Disregard any peak: with an area less than the area of the principal peak obtained with solution (4) (0.1%); due to tartaric acid.
ASSAY
Weigh and powder 20 tablets. Carry out the method for liquid chromatography, Appendix III D, using the following solutions in the mobile phase.
(1) Add 80 mL of the mobile phase to a quantity of the powdered tablets containing 10 mg of Zolpidem Tartrate and mix with the aid of ultrasound. Add sufficient mobile phase to produce 100 mL and filter through a 0.45-μm nylon filter. Dilute 1 volume of the filtrate to 10 volumes.
(2) 0.001% w/v of zolpidem tartrate BPCRS.
(3) 0.005% w/v each of zolpidem tartrate BPCRS and zolpidem impurity A BPCRS.

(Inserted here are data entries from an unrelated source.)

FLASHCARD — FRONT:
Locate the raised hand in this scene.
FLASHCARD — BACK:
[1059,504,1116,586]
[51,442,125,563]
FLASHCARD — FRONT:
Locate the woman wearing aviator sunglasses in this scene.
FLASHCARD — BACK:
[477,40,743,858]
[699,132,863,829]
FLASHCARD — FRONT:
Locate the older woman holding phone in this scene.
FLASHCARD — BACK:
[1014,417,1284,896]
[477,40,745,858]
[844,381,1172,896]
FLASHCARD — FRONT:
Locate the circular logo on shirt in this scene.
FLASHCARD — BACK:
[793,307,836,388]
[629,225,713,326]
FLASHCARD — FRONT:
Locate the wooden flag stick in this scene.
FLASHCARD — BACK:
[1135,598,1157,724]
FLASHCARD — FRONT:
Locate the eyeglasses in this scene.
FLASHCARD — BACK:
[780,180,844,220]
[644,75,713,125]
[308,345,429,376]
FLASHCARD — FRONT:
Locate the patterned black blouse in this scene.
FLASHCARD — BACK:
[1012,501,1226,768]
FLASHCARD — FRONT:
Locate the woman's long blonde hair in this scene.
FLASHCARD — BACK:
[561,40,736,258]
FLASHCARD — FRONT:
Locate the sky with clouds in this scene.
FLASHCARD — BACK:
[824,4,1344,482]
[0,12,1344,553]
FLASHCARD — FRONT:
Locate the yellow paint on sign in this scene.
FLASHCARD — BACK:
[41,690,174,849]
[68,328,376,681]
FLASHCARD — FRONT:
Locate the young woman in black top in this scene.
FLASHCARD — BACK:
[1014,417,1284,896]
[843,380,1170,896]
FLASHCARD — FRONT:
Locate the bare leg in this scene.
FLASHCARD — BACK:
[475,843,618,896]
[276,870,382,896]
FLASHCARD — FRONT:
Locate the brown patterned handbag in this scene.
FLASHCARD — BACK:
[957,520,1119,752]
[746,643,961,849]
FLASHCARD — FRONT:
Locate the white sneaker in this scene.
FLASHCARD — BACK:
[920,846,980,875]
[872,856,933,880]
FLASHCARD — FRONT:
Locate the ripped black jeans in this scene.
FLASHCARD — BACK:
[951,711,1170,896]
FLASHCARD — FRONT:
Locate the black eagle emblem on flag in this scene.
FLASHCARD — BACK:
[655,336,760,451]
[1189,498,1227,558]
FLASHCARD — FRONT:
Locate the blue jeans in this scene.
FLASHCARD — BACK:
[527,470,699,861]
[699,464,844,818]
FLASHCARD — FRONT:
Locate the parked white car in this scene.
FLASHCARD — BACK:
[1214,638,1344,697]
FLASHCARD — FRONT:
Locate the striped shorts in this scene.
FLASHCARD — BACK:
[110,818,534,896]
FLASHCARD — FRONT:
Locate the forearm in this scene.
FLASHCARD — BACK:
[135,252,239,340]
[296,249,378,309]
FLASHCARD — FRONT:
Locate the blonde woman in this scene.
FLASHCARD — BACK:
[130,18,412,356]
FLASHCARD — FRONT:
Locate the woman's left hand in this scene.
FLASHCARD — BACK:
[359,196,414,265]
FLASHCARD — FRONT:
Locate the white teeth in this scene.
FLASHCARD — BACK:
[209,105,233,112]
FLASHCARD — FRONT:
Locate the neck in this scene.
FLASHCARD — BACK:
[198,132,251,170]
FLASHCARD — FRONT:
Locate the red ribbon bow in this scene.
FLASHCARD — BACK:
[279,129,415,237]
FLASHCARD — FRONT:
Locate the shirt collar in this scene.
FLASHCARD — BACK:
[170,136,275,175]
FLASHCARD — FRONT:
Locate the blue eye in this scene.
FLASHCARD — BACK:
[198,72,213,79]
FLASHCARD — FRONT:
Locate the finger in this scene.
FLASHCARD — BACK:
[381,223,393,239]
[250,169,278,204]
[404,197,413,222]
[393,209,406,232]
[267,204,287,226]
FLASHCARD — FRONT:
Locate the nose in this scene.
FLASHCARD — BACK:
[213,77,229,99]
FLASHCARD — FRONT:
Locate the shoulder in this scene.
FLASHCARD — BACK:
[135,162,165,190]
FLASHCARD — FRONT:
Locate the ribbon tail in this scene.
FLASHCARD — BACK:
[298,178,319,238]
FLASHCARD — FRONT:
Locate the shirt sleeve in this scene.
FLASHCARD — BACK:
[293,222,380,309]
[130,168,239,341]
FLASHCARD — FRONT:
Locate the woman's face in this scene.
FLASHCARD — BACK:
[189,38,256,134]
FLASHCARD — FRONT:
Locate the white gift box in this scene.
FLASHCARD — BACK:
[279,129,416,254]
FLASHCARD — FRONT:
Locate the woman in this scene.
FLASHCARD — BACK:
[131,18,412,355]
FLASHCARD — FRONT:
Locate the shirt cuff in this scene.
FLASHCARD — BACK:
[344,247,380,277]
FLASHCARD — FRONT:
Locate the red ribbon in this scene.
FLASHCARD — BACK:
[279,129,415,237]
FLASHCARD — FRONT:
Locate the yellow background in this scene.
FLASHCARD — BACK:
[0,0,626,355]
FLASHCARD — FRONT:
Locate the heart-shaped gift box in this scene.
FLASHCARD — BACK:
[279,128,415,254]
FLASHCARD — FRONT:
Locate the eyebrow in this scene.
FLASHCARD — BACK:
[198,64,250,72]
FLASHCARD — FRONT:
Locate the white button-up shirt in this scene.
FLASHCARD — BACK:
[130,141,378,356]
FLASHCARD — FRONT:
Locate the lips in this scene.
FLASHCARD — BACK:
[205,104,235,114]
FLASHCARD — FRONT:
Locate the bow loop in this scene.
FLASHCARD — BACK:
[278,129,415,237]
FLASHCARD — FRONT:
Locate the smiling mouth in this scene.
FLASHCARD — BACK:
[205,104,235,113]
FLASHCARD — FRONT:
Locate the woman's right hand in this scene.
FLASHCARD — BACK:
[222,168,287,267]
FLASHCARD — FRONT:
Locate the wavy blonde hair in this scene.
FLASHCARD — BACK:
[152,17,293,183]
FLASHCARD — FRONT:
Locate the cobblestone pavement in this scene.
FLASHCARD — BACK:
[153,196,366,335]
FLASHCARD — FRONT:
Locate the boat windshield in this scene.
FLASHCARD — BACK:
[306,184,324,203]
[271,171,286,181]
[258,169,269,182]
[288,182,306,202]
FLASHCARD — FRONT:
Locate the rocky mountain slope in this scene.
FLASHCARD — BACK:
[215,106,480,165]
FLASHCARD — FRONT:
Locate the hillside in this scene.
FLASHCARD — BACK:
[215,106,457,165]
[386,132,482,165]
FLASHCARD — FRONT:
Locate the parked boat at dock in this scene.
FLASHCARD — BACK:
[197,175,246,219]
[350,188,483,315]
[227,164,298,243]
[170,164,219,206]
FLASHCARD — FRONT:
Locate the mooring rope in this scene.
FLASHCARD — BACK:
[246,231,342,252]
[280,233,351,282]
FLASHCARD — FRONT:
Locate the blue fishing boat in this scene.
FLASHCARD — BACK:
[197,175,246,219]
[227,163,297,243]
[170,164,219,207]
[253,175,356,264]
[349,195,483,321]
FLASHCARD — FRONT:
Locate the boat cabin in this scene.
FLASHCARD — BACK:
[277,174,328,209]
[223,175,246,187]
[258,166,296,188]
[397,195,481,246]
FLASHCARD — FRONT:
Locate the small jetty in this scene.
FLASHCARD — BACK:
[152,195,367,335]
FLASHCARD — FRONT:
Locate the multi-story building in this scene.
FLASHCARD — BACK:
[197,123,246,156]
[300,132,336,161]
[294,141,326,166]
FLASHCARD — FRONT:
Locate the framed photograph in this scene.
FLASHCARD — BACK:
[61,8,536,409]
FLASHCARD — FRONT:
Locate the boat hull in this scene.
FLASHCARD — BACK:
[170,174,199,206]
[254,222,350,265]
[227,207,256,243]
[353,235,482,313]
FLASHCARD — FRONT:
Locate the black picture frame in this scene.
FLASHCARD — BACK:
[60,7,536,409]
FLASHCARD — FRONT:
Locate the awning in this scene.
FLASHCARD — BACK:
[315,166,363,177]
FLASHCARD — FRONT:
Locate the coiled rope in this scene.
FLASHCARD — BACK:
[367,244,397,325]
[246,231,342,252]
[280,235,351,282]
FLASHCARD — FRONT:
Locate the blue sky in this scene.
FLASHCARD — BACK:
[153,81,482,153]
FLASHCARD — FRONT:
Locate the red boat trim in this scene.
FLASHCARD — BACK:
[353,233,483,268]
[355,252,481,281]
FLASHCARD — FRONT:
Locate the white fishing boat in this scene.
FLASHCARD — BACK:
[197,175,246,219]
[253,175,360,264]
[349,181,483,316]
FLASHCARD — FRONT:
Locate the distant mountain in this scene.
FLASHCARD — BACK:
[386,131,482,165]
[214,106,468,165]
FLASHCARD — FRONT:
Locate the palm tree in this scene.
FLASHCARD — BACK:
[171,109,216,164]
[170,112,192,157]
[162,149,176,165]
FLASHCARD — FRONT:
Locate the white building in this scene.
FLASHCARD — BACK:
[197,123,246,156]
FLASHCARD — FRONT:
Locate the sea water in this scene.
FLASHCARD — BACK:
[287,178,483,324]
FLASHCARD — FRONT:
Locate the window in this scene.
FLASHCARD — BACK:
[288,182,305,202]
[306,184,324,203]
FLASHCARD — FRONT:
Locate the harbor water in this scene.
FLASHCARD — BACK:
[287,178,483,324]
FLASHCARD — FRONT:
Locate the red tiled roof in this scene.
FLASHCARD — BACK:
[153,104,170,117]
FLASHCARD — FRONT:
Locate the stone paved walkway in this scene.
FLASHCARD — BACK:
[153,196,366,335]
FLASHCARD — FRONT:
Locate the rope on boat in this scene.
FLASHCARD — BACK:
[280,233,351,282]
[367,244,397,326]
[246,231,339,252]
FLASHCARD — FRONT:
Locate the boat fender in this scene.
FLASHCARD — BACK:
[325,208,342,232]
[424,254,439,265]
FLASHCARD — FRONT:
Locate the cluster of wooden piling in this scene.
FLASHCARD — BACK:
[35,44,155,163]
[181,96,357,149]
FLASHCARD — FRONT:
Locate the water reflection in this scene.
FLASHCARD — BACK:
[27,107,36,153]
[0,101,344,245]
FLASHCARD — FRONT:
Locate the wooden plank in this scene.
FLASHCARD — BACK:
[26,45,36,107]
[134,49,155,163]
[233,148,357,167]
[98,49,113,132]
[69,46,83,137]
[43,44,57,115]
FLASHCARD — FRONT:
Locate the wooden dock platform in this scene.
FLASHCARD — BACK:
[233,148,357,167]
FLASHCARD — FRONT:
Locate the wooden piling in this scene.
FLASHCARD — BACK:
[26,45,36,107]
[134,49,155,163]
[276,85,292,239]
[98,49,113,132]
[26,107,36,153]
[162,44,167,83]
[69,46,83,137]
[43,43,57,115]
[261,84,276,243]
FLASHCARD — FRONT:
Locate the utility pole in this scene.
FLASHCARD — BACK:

CHROMATOGRAPHIC CONDITIONS
The chromatographic procedure described under Dissolution may be used.
SYSTEM SUITABILITY
The test is not valid unless, in the chromatogram obtained with solution (3), the resolution between the peaks due to impurity A and zolpidem is at least 2.0.
DETERMINATION OF CONTENT
Calculate the content of C42H48N6O8 in the tablets using the declared content of C42H48N6O8 in zolpidem tartrate BPCRS.
IMPURITIES
The impurities limited by the requirements of this monograph include those listed in the monograph for Zolpidem Tartrate.